French entrepreneur Loic Le Meur reminds me of that guy who set up a network of web cams in his apartment around 1999 and called the project WeLiveInPublic.com. Needless to say the guy’s girlfriend left shortly after. The only difference is that Le Meur hasn’t managed to get his partner and kids in on the act yet. But give it time. He already blogs daily, videoblogs almost hourly on his startup Seesmic and Twitters incessantly. As a result he has 2,427 followers on Twitter and is now offering one random Twitter follower a free airline ticket and pass to Le Web 3, the Web conference he is organising in Paris next week (I’ll be there too BTW).

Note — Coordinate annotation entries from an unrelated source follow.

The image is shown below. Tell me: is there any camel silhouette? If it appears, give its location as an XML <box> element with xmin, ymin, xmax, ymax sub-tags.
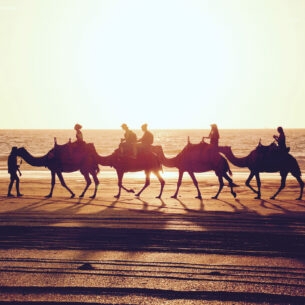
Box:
<box><xmin>219</xmin><ymin>144</ymin><xmax>304</xmax><ymax>200</ymax></box>
<box><xmin>153</xmin><ymin>141</ymin><xmax>236</xmax><ymax>199</ymax></box>
<box><xmin>98</xmin><ymin>149</ymin><xmax>165</xmax><ymax>198</ymax></box>
<box><xmin>17</xmin><ymin>142</ymin><xmax>99</xmax><ymax>198</ymax></box>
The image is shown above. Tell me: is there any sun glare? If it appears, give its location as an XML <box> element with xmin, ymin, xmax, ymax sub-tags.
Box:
<box><xmin>75</xmin><ymin>1</ymin><xmax>232</xmax><ymax>128</ymax></box>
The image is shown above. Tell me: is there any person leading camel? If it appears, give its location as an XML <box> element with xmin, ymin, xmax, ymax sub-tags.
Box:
<box><xmin>7</xmin><ymin>146</ymin><xmax>22</xmax><ymax>197</ymax></box>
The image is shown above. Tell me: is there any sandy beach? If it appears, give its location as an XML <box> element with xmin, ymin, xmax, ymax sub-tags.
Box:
<box><xmin>0</xmin><ymin>171</ymin><xmax>305</xmax><ymax>304</ymax></box>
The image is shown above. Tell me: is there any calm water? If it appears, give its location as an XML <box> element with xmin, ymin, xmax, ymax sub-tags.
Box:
<box><xmin>0</xmin><ymin>129</ymin><xmax>305</xmax><ymax>173</ymax></box>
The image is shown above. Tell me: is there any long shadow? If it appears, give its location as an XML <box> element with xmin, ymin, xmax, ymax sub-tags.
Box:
<box><xmin>0</xmin><ymin>192</ymin><xmax>305</xmax><ymax>258</ymax></box>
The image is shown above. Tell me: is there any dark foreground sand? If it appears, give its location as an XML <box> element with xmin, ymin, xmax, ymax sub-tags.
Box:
<box><xmin>0</xmin><ymin>172</ymin><xmax>305</xmax><ymax>304</ymax></box>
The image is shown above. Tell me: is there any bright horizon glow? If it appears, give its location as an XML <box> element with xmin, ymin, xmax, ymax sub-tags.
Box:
<box><xmin>0</xmin><ymin>0</ymin><xmax>305</xmax><ymax>129</ymax></box>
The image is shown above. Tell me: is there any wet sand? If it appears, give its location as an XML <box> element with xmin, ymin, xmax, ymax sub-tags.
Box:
<box><xmin>0</xmin><ymin>172</ymin><xmax>305</xmax><ymax>304</ymax></box>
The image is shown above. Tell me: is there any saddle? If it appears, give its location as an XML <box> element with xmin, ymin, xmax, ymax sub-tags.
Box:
<box><xmin>256</xmin><ymin>142</ymin><xmax>290</xmax><ymax>164</ymax></box>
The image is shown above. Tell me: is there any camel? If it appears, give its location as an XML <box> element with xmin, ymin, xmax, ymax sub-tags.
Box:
<box><xmin>154</xmin><ymin>141</ymin><xmax>236</xmax><ymax>199</ymax></box>
<box><xmin>219</xmin><ymin>144</ymin><xmax>304</xmax><ymax>200</ymax></box>
<box><xmin>18</xmin><ymin>142</ymin><xmax>99</xmax><ymax>198</ymax></box>
<box><xmin>98</xmin><ymin>149</ymin><xmax>165</xmax><ymax>198</ymax></box>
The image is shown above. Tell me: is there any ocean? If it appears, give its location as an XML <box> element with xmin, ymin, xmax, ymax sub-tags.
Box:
<box><xmin>0</xmin><ymin>128</ymin><xmax>305</xmax><ymax>175</ymax></box>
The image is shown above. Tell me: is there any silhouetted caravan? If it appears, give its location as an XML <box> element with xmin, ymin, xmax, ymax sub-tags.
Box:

But at least there is method in this apparent madness of relentless ‘public’ living. He blogs that he is working on an article for the Financial Times, and using social media as a way of starting your business features heavily. In fact they are even interesting enough to quote:

1- do not wait for a revolutionary idea, the idea of your life will never happen, just focus on a simple exciting empty space you see and execute as fast as possible
2- share your idea as much as possible, the more you share, the more you get advice and the more you learn. Meet and talk to your competitors.
3- build a community around you through blogging and social software
4- listen to your community, answer questions and build your product with their feedback, involve bloggers as early as possible and get their feedback, if negative, adapt your product permanently
5- gather a great team with a very different skill set than yours, look for people who are better than you without being afraid of it
6- be the first to recognize a problem or a mistake you have made. Never hide it behind the carpet. Address the issue in public, learn and correct it.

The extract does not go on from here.